Millennials Don't Care About the Environment or Even Other People

Impact

Millennials apparently don't care about the environment. At least that's the latest result from a survey of different generations and their attitudes toward the environment. 

The reported study looked at over 40 years of data segmented into three generational groups: Boomers, Gen Xers, and Millennials and showed that Millennials were much less civically engaged and much less likely to be interested in a range of social problems. Most dramatically, high schoolers that were surveyed showed the least concern of any previous generation when it came to taking personal action to protect the environment. 

This is a shocking finding because of the specificity of the question. Anyone who is between the ages of 18-30 today knows that their peers are pretty down on government; that's why Obama was so inspiring (for a little while at least). But I think most people would have guessed that young people today cared more, on a personal level, than ever before.  

But forget anecdotes. Social science research backs up the precipitous drop in interest among young people for traditional avenues of social change. For instance, Millennials seem to have no use for labor unions, political parties (see this piece for more evidence), and other institutional levers of change. They favor protest, informal organizations, and cause based campaigns. Kony 2012 is the obvious example here. Whatever you think of the movement at large, it's specificity should be striking. It's not about Africa or even about Uganda, it's about one man. In addition to all of this, Millennials also probably prefer online organizations, Change.org being the biggest example. I'm not bashing this trend; it's good. When one set of institutions becomes so bloated and corrupt, we should find other ways of helping. 
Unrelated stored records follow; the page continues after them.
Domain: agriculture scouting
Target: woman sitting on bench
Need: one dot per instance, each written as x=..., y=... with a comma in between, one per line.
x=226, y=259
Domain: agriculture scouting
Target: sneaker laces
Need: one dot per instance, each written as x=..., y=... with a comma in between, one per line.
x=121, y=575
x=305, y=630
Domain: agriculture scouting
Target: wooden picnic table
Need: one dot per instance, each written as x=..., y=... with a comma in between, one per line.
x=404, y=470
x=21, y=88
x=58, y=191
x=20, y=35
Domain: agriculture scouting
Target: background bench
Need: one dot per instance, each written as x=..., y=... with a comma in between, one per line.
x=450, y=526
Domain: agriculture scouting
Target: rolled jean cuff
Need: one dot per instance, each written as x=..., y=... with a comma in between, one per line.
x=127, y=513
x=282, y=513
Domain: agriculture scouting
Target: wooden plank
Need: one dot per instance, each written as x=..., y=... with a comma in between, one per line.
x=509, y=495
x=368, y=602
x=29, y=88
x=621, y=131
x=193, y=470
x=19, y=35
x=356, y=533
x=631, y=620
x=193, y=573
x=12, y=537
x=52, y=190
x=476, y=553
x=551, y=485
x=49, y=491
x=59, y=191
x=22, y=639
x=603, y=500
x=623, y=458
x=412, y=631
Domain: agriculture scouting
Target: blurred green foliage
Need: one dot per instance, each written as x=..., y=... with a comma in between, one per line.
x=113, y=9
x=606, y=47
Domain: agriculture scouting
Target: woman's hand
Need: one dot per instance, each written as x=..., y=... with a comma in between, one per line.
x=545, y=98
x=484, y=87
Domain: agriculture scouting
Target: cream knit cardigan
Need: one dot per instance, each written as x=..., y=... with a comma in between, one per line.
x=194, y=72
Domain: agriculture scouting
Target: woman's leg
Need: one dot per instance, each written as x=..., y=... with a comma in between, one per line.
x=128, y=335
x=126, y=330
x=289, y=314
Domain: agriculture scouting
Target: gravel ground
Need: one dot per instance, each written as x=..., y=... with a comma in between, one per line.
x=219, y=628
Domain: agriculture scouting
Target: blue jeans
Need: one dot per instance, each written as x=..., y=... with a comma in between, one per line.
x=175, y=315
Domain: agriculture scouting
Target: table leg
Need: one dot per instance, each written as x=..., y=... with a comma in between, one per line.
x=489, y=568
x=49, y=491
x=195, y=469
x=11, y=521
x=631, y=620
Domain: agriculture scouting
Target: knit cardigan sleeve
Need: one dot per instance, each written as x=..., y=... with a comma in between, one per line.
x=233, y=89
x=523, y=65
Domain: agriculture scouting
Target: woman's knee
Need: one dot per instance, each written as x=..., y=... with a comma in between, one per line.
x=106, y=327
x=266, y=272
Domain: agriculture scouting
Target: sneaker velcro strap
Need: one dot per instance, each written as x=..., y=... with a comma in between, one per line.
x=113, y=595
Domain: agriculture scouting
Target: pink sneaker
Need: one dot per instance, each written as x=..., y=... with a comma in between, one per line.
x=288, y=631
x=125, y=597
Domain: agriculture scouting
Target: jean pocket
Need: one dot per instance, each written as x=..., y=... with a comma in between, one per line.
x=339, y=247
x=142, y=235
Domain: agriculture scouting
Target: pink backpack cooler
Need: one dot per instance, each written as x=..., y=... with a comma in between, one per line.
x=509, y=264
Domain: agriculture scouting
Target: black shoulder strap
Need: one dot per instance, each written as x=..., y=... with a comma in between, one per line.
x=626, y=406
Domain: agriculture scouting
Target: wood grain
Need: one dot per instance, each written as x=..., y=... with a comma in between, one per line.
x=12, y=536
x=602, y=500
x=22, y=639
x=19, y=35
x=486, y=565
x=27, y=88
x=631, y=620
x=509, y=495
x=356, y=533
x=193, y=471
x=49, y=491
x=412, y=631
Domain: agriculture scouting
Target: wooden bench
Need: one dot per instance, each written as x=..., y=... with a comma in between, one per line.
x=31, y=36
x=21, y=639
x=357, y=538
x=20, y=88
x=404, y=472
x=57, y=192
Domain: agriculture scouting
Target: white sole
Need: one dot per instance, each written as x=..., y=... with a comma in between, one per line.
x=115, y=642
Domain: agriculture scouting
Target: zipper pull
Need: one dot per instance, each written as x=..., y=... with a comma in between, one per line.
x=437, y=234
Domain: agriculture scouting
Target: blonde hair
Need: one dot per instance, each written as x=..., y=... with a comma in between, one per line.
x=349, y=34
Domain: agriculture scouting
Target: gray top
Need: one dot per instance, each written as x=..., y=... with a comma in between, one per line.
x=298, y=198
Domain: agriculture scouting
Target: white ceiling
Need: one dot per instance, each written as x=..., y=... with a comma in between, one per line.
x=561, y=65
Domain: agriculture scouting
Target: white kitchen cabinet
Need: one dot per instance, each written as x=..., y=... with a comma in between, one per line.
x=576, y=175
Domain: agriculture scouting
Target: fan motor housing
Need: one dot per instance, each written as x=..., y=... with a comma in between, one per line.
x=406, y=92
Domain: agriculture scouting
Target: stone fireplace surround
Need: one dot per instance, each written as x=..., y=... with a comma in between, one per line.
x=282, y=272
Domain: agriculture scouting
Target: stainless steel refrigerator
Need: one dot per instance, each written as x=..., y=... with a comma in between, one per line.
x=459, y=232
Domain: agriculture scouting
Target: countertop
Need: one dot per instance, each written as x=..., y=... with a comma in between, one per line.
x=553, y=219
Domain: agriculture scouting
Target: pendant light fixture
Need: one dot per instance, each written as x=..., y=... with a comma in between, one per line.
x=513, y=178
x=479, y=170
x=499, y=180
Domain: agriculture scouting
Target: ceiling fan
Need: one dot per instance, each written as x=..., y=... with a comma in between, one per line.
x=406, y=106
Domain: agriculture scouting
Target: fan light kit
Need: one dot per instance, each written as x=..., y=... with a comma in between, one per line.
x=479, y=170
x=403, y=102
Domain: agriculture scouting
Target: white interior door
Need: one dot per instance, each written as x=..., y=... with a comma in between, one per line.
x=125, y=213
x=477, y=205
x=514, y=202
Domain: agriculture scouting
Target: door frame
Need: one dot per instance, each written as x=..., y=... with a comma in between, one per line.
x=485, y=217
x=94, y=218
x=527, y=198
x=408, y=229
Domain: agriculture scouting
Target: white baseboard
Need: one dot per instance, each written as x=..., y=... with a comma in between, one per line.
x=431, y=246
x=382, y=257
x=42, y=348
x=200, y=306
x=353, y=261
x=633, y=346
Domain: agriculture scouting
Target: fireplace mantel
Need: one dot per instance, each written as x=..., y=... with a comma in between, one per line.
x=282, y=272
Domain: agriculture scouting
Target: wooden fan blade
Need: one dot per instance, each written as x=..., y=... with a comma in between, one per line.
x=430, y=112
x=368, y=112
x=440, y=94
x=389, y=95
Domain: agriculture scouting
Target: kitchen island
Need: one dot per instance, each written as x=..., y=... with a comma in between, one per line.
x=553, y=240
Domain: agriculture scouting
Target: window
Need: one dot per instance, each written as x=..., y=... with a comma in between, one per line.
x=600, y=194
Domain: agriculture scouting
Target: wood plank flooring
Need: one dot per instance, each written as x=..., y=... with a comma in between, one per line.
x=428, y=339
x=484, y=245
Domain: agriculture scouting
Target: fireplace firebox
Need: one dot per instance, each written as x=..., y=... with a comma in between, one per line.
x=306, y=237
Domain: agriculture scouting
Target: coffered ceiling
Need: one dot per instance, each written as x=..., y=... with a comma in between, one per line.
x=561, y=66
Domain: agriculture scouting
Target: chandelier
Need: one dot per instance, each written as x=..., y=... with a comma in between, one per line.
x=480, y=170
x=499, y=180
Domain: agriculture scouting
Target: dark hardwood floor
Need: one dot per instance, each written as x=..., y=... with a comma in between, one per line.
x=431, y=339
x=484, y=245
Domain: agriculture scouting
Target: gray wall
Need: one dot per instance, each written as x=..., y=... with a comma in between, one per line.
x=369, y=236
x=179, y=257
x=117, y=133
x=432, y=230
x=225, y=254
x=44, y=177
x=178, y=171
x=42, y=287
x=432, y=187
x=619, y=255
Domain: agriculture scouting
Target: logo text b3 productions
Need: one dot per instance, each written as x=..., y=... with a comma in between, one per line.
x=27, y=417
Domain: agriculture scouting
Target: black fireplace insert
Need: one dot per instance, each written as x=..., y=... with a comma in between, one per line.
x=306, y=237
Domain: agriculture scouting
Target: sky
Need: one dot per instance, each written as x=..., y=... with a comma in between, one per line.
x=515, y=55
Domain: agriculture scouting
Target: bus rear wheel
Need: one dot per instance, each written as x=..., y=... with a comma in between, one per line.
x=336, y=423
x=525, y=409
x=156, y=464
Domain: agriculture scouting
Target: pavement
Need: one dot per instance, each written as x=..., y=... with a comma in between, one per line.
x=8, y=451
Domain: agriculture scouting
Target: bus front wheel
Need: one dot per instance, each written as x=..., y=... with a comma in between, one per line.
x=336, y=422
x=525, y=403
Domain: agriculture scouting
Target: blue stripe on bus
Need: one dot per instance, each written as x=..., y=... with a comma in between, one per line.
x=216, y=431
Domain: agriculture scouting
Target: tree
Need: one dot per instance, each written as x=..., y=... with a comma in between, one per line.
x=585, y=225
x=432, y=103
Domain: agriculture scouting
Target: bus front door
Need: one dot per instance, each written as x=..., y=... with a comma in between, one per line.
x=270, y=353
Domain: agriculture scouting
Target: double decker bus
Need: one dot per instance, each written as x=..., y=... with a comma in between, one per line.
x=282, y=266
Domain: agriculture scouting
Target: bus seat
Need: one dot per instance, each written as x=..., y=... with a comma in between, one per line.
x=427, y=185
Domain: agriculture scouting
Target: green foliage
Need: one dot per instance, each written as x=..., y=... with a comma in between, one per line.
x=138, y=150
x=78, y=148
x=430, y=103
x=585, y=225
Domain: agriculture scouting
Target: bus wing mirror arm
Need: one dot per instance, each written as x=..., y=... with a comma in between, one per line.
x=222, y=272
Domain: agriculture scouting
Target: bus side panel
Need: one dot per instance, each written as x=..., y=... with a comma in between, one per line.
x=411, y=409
The deeper causes of these results are more worrisome to me though. I've listed similar studies many times on this site, but I'll just reiterate that the pattern of activism is consistent with one of increased narcissism: young people focus on ourselves more than ever. Song lyrics have included steadily more "I" and "me" than "you" and "we" since the 1980s and this comprehensive study over thirty odd years shows that self-centeredness is on the rise. We care about our own activism and how it can glamorize us and about the personalities who oppose the change we want and how they act (Gaddafi, again Kony, and other villains of all types). But the environment does not inherently glamorize. Birds can't thank us when we protect their habitat and plankton can't sign our praises when we clean up oil spills. Thus, I fear environmental causes are neglected. 

The origin of all this, I believe, is a complex of beliefs and attitudes that took root a few decades ago at the beginning of a new age of prosperity along with teaching and learning theory that essentially praised self-esteem above all else. Our generation was raised so that we would, above all, feel good about ourselves -- thus we try to satisfy our desires, when in many cases, the ethical and effective thing to do is to abandon or resist our desires. And to bring this back to environmentalism, notice the willpower that being environmentally conscious requires. One must, in most cases, simply abandon what one wants right now, whether it be meat, a car, fashionable shoes, or less time spent walking to the recyling bin, and just do with less. 

This is hard. It's difficult to put aside one's immediate wants for what one believes is right, especially when what is right is something as abstract as an ecosystem, or lower deficits forty-years from now. The lesson is general though. To have a moral society, one needs more than moral institutions, one needs moral people, and if skepticism towards one's desires is evaporating on a societal scale, then we may be unable to sustain fairness, much less our natural environment.